I felt my soul whimper.

"I know what the four of you will be doing all night, carousing in ________, and _________ while the one watches, and dual _______ and _________ while the three sleep! No! Never! Go back to..." And at this point he made a spitting sound. He did not actually spit on his own floor, but he did make a spitting sound.

"..Go back to Fargo!"

Quickly suppressing my shock, I put my palms down on his register, as if to send back to the fiery depths all of his insinuations and presumptions.

He continued:

" Go back to Fargo! And spread the news! No more college-style sex parties in Dilworth!"

I stopped my ensuing retort and thought about this. Getting a bullhorn. Spreading the news. Driving slowly down sleeping residential streets. Spreading the news: "To repeat! That's right: breaking news! No more College sex parties in Dilworth! Plan accordingly! Do not attempt a college sex party in Dilworth! Under no circumstances should you attempt this! Whereas in the past it was tolerated, even perhaps encouraged, it is now officially forbidden" and so on.

I was tired. I didn't want to pay for two rooms--this act would decimate my green dollar egg.

I looked into his eyes. I made my own trademark "kind eyes" at the man.

I said, "Sir. Kind sir. Please understand me. And please know that I understand you. For we have just been in Fargo. And it is nothing if not a pit of sin and gluttony and sexual corruption."
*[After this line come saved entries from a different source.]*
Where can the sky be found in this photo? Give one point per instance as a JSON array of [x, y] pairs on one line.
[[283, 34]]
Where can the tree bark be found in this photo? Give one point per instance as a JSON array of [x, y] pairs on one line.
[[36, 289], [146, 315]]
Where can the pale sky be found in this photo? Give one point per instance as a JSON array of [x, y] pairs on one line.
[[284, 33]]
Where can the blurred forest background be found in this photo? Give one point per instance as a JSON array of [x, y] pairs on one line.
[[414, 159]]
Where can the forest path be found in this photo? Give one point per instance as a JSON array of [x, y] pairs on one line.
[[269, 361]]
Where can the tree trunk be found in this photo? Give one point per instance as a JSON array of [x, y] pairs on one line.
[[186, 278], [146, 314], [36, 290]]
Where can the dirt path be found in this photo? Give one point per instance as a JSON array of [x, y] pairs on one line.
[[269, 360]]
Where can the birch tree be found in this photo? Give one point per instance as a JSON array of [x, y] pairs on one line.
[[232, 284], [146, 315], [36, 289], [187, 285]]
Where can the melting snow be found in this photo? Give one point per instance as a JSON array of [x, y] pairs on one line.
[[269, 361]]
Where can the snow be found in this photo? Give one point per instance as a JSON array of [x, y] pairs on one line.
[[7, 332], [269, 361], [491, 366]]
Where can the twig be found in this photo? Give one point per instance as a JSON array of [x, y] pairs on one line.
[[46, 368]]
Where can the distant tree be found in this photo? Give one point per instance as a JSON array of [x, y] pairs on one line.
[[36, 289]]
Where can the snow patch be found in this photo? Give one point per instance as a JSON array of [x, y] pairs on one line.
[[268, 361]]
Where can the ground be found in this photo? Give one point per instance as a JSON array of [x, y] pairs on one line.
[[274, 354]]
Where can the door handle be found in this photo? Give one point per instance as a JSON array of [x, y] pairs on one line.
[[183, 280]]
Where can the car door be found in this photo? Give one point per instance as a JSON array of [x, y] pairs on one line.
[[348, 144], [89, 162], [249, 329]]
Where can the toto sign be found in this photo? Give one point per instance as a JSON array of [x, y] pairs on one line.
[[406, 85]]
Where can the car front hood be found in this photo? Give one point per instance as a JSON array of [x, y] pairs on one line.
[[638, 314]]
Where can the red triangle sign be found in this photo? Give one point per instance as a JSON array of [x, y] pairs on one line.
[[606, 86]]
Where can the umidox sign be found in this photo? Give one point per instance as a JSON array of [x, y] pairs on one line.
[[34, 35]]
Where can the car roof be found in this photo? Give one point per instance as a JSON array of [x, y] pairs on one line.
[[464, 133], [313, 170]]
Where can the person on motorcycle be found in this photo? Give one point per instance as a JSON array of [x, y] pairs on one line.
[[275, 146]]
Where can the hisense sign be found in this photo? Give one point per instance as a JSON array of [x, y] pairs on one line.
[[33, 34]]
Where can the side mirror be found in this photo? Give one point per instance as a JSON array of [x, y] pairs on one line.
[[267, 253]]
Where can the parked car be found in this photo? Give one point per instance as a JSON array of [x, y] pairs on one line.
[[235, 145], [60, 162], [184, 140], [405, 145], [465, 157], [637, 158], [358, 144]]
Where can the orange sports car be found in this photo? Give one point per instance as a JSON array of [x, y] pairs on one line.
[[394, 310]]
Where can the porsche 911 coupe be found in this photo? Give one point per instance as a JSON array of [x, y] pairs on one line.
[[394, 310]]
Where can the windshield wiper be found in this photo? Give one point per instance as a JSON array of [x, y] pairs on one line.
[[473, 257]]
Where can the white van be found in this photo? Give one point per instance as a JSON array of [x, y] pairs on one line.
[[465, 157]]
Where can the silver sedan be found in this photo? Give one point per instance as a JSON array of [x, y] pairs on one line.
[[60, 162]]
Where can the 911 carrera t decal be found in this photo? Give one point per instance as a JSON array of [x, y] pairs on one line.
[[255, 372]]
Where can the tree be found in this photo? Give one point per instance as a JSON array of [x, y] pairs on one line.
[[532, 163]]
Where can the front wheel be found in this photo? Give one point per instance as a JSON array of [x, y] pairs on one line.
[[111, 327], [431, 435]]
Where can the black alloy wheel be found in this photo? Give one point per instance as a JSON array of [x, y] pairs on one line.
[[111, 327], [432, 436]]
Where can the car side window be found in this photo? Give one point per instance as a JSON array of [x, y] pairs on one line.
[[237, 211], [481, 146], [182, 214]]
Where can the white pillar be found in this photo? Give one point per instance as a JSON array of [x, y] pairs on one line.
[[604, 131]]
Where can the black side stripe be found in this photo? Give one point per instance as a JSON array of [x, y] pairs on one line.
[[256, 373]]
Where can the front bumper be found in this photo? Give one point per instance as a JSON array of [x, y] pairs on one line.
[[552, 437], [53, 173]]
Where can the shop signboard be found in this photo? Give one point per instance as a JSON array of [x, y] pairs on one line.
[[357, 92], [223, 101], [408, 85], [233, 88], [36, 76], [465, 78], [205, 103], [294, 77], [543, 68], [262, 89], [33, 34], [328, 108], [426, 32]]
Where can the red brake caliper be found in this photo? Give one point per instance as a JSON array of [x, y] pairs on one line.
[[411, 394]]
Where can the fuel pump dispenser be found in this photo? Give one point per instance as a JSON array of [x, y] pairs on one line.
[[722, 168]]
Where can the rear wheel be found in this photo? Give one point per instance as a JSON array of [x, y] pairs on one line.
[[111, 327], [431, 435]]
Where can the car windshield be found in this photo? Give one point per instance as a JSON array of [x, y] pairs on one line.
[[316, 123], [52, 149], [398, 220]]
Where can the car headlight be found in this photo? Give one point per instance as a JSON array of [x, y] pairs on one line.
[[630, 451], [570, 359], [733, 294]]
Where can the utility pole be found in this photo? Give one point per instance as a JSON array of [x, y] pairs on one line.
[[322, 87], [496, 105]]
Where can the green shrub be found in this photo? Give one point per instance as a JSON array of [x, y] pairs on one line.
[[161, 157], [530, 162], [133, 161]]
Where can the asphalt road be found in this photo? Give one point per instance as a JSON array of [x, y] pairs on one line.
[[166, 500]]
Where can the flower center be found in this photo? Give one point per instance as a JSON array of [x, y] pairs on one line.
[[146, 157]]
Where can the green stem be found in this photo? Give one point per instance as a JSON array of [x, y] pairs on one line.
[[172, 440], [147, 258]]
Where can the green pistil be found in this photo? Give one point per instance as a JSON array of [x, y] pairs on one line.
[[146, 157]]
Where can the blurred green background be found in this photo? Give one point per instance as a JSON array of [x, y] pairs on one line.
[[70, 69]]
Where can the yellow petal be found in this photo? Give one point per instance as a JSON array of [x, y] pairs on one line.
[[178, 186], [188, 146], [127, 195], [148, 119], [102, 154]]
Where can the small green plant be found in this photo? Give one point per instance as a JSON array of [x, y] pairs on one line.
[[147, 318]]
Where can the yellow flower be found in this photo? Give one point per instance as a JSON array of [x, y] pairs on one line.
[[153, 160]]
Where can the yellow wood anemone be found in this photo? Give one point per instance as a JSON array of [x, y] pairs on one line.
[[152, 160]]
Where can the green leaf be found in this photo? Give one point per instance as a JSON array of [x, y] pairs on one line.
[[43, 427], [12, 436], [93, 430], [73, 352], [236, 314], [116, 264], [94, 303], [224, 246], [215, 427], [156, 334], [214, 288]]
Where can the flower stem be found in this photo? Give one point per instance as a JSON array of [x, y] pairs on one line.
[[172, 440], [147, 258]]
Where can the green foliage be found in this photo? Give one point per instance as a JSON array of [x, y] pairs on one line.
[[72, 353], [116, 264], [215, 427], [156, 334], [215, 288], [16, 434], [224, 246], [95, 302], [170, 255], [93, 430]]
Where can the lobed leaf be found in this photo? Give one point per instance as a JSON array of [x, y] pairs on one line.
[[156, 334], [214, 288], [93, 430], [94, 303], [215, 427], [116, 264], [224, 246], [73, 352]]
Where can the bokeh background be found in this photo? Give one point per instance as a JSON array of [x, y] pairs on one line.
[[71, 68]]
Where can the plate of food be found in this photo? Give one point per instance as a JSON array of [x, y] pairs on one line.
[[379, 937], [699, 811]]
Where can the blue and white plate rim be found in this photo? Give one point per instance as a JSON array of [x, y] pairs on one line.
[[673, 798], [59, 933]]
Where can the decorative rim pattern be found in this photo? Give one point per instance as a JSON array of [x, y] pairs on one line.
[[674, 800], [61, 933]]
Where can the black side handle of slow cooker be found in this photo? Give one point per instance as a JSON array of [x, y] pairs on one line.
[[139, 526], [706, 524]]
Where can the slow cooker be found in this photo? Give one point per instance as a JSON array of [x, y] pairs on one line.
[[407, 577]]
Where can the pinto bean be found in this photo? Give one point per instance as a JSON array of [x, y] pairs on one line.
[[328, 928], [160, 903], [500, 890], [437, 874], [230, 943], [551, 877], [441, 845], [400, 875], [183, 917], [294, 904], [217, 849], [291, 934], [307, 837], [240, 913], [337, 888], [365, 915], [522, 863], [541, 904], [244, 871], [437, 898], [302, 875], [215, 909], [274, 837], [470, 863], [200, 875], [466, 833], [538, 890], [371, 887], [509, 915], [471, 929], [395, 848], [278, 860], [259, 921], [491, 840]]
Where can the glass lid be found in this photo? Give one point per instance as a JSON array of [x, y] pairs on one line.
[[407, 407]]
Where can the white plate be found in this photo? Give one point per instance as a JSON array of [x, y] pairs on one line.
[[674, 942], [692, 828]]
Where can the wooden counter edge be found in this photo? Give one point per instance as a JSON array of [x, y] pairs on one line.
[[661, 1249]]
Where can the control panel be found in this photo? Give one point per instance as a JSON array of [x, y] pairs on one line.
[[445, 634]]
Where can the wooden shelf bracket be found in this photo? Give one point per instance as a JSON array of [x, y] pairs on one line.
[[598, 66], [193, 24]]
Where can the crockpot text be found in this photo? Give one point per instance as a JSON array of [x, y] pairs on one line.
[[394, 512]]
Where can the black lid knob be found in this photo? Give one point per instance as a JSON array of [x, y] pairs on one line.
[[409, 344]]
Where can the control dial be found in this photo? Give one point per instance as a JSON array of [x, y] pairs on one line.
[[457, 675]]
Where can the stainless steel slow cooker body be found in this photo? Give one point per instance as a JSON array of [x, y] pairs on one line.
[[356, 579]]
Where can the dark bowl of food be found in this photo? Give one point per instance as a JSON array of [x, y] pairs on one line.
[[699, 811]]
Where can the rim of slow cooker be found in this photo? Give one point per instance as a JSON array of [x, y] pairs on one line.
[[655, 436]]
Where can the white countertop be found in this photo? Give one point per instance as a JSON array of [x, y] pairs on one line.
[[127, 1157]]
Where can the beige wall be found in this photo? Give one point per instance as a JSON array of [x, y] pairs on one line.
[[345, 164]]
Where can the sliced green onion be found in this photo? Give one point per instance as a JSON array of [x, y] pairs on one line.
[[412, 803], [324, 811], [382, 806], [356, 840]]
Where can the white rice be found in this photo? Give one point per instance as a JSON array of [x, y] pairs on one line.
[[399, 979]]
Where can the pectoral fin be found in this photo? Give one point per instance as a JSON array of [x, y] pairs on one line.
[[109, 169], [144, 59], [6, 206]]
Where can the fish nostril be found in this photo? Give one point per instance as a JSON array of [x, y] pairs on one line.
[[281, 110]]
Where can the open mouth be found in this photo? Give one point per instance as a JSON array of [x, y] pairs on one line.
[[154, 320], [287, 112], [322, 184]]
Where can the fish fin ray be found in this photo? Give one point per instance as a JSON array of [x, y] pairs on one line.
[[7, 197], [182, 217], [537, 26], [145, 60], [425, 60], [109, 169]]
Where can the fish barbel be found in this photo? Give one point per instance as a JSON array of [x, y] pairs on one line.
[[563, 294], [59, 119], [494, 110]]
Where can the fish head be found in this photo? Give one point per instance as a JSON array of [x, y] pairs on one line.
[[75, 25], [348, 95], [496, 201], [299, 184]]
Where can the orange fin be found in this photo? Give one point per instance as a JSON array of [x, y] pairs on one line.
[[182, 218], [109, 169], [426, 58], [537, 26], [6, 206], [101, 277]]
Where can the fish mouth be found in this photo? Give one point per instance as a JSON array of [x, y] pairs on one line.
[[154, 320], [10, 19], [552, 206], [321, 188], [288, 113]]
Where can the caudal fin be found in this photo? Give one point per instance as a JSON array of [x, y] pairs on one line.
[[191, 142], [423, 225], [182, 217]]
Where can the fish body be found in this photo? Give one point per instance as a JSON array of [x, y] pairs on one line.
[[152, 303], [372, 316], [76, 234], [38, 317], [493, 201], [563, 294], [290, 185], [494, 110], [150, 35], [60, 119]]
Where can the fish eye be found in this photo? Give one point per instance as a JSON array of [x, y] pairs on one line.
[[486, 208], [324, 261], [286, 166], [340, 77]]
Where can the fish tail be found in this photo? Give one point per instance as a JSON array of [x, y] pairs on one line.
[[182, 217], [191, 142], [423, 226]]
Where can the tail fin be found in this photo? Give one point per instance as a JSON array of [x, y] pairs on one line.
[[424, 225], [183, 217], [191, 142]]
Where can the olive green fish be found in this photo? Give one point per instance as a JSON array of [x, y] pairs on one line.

"That, sir," And I raised my arms to vaunt the lobby, to celebrate this space as the last bastion of purity, in a world gone horny, "that is why we ventured out to Dilworth, so as to sleep a restful sleep and escape the wild hootering and hollering of Fargo."

"Sir, I assure you, we are not even in College. It is just I, and my wife, a nurse [for some reason I always bring this truth up, in times where I need to prove my moral sanctity], and her two male cousins. We are Canadians, sir. Just a few Canadians, two legally married, and two traveling cousins, trying to find a bit of peace and safety in this wicked world."

And then I peeled 40 one dollar bills off of my egg.

"Now, sir. Given that we understand each other, I'd like to offer you 40 dollars for one of your fine rooms, given that it's 3 in the morning and we will just be sleeping, and that is a discount from the advertised price of 55.00$, but, still sir, I think the fact that we understand each other should account for some kind of discount."

And then I gave him some more nice eyes. He turned around. He had his back to me. He took one key off of the key rack. He handed it to me. His actions were smooth, like a reassured cat.

I put the money on his guest register.

The money was so sweaty from being in my pocket that it was making the blue ink on his guest register squiggle and distort.



8. The thing that I wanted to accomplish in this essay, which I have not even grazed, is how much Fargo means to me.

In my house we have beautiful silkscreened posters from Fargo, printed on thick card, beautiful Sigmar Polke-style layering and juxtapositions, beautiful advertisements for our shows.

They are always working on their sound system--this is important for both the audience and the performers. The kick drum has an authority and a solemn weight in Fargo. The sound person is kind, always helping with the set-up.

The promoter comes to the show, and watches the bands, and claps and dances and drinks strawberry blush wine and claps some more. This is enormously important.

I cannot properly accomplish what I set out to do in this essay, so I think I will stop writing. Otherwise, my essay will turn into syrupy gushing about independent-music scenes, and collectives, and kids making spaces that conform to their idea of how art and artists should be both consumed and treated. I could gush about that stuff. But all writing needs conflict and tension, and I have nothing more to add in this regard.